During Q2, enterprise revenue increased 1.7% on a year over year basis compared to a decline of 1.8% in the second quarter of 2019. On a sequential basis, enterprise revenue grew about 1%. Small-to-medium business (SMB) revenue was down 6.1% year-over-year, primarily driven by continued declines in legacy voice services, compared to an average decline of 7.1% over the last four quarters. 

During the Q&A, Storey was asked what it would mean for CenturyLink if corporate office footprints started to shrink down and the impact for having data centers host more of the servers instead of having them located at the corporate headquarters.

"With respect to where do I think corporations are going? Well, they become more distributed work from home (with) fewer offices locations," he said. "I do think they will become more distributed.
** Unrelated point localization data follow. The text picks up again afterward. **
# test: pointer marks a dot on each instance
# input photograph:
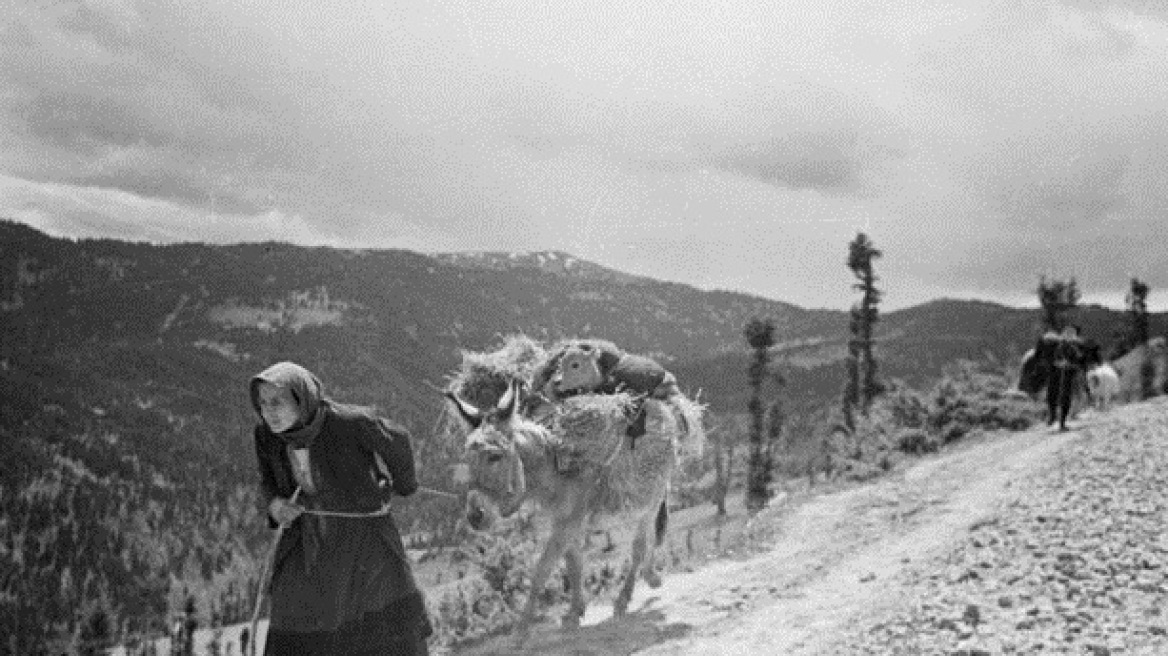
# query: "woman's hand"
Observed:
(283, 510)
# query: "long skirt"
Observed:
(355, 597)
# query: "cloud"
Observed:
(735, 146)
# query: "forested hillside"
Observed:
(126, 469)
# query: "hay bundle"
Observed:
(482, 377)
(627, 472)
(591, 427)
(692, 440)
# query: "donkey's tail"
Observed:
(661, 523)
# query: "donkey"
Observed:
(510, 459)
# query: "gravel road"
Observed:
(1035, 542)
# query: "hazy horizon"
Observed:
(980, 144)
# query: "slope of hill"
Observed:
(127, 468)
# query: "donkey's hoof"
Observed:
(520, 637)
(619, 608)
(652, 578)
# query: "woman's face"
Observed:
(278, 407)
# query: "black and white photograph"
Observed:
(683, 328)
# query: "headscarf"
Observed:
(308, 393)
(310, 397)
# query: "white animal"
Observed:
(1103, 381)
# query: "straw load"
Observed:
(589, 427)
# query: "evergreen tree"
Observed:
(760, 337)
(863, 384)
(1057, 298)
(1138, 333)
(95, 633)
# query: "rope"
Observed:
(262, 586)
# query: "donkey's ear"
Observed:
(471, 414)
(509, 400)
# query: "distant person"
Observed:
(1066, 355)
(340, 585)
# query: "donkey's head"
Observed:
(494, 469)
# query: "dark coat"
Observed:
(331, 577)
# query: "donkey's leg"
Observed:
(564, 530)
(660, 524)
(640, 548)
(574, 566)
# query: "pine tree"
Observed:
(1057, 298)
(863, 384)
(760, 337)
(1138, 326)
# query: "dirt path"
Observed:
(833, 565)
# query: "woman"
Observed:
(341, 583)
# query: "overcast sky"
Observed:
(728, 145)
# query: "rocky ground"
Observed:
(1036, 542)
(1077, 563)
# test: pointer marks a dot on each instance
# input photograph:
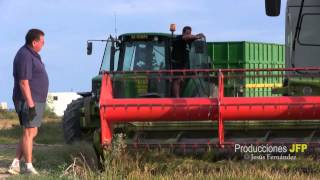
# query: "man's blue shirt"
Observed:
(28, 65)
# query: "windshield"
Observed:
(143, 55)
(310, 28)
(105, 65)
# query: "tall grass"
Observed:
(120, 163)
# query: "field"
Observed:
(54, 159)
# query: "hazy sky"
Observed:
(69, 23)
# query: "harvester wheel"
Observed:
(71, 121)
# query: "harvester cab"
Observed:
(136, 52)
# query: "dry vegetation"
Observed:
(56, 160)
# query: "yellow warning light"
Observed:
(172, 27)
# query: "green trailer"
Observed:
(248, 55)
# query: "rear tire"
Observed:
(71, 121)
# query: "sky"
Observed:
(68, 24)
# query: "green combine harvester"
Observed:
(130, 59)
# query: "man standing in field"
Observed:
(29, 96)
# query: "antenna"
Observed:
(115, 24)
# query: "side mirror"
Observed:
(89, 48)
(273, 7)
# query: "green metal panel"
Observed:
(249, 55)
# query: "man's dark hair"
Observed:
(32, 35)
(186, 28)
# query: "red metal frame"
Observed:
(113, 110)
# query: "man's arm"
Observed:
(25, 89)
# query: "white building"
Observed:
(3, 106)
(58, 101)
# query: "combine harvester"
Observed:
(252, 95)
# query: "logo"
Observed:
(296, 148)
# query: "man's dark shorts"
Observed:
(22, 111)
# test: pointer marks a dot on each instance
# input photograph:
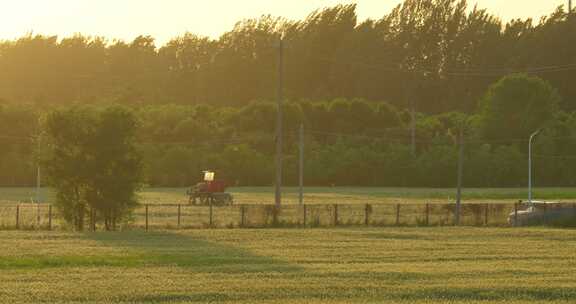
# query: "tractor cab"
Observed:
(209, 192)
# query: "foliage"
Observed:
(445, 53)
(517, 106)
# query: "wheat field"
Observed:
(346, 265)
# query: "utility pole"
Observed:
(301, 166)
(278, 187)
(38, 176)
(410, 100)
(460, 174)
(530, 165)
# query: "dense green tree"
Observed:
(93, 163)
(516, 106)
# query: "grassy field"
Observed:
(394, 265)
(320, 195)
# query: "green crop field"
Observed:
(320, 195)
(392, 265)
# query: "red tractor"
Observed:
(209, 192)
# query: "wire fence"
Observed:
(182, 216)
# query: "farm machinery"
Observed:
(209, 192)
(538, 213)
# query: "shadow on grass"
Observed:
(156, 249)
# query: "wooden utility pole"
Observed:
(301, 166)
(410, 101)
(278, 186)
(460, 173)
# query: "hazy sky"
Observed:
(164, 19)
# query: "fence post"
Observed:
(179, 214)
(397, 214)
(38, 215)
(49, 217)
(335, 214)
(211, 214)
(304, 215)
(275, 210)
(146, 217)
(93, 220)
(367, 209)
(17, 216)
(427, 214)
(486, 210)
(515, 214)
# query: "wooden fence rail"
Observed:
(178, 216)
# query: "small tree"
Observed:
(516, 106)
(93, 163)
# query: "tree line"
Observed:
(437, 55)
(348, 142)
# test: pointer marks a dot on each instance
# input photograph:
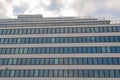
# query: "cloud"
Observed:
(51, 8)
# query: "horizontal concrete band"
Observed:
(59, 55)
(60, 26)
(50, 78)
(59, 45)
(60, 67)
(61, 35)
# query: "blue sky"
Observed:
(110, 9)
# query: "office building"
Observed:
(33, 47)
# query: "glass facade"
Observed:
(86, 39)
(59, 30)
(106, 73)
(61, 61)
(60, 50)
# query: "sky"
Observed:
(110, 9)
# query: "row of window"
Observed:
(60, 50)
(60, 73)
(86, 39)
(60, 30)
(58, 23)
(59, 61)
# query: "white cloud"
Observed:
(64, 7)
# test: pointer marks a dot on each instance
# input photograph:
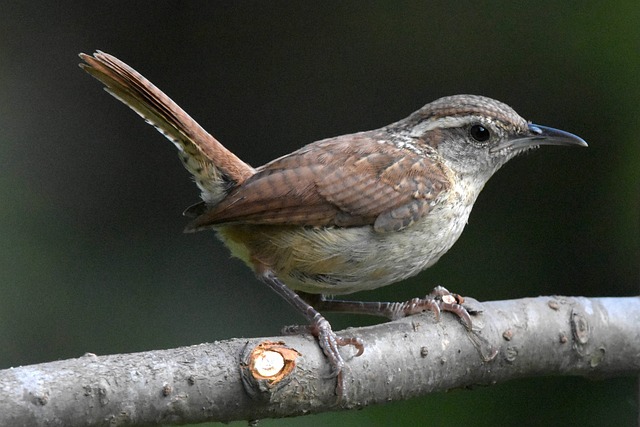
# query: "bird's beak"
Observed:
(540, 135)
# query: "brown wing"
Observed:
(350, 180)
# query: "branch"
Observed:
(592, 337)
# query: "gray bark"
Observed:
(592, 337)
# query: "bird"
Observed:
(348, 213)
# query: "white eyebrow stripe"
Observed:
(442, 123)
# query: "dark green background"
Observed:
(92, 257)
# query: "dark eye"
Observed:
(479, 133)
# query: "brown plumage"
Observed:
(349, 213)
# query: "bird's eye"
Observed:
(479, 133)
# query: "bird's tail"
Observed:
(214, 168)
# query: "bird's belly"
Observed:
(344, 260)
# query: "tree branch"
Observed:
(592, 337)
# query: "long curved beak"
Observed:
(541, 135)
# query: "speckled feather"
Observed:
(344, 181)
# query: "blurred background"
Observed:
(92, 255)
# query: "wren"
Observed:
(348, 213)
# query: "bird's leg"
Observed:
(319, 327)
(440, 299)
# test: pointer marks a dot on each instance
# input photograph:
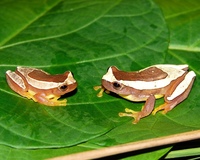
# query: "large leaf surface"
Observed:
(86, 37)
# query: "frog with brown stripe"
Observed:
(173, 82)
(40, 86)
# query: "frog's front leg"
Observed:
(146, 110)
(49, 100)
(179, 94)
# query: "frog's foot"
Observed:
(131, 113)
(100, 94)
(50, 100)
(166, 107)
(28, 94)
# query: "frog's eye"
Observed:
(63, 87)
(116, 85)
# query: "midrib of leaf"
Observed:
(184, 48)
(51, 37)
(183, 61)
(181, 13)
(28, 24)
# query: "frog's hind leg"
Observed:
(18, 84)
(180, 93)
(49, 100)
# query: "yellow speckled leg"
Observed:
(49, 100)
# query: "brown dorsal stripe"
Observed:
(42, 76)
(149, 74)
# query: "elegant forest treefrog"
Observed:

I do think that they will recognize that they need to locate their compute resources in different places. Some in the public cloud, some in private data centers, some in our edge compute facilities. But they'll do that based on the application and the performance that they are looking at out of that application and the network to provide it. So I do think it will become more widely distributed.

"What does that mean for our enterprise business? I think it means good things because our enterprise business is focused on making sure that we deliver network and network supported technologies to our customers to support that hybrid networking topology and making sure that we're matching our capabilities to the type of application they have."

CenturyLink's Q2 numbers

CenturyLink posted revenues of $5.19 billion in the second quarter compared to $5.58 billion a year ago. CenturyLink 's quarterly earnings of 42 cents per share beat Zack Consensus Estimates of 32 cents per share and last year's 34 cents per share.

Net income was up $6 million year over year to $377 million. Excluding some items and integration and transformation costs, net income rose from $369 million to $450 million.

Year-to-date, CenturyLink added more than 200,000 new homes passed to its fiber footprint and now has approximately 2.2 million homes addressable.

"During the quarter, we added 42,000 1-Gig and above customers, a record for us since we began expanding our fiber-to-the home efforts," Storey said.

Storey declined to comment on CenturyLink shedding some of its less profitable sectors, and also said he felt the company was under-valued by Wall Street.

With its transformation efforts, edge locations and fiber, Storey sees a window of opportunity ahead for CenturyLink.

"We think that there is a great opportunity for hybrid WAN," Storey said. "If it's not an SD-WAN solution, is not a VPN solution, it's a hybrid WAN solution and we're continuing to work with our customers to roll out those capabilities. A more distributed workforce, a more distributed operating environment, feeds into that hybrid WAN capability as well."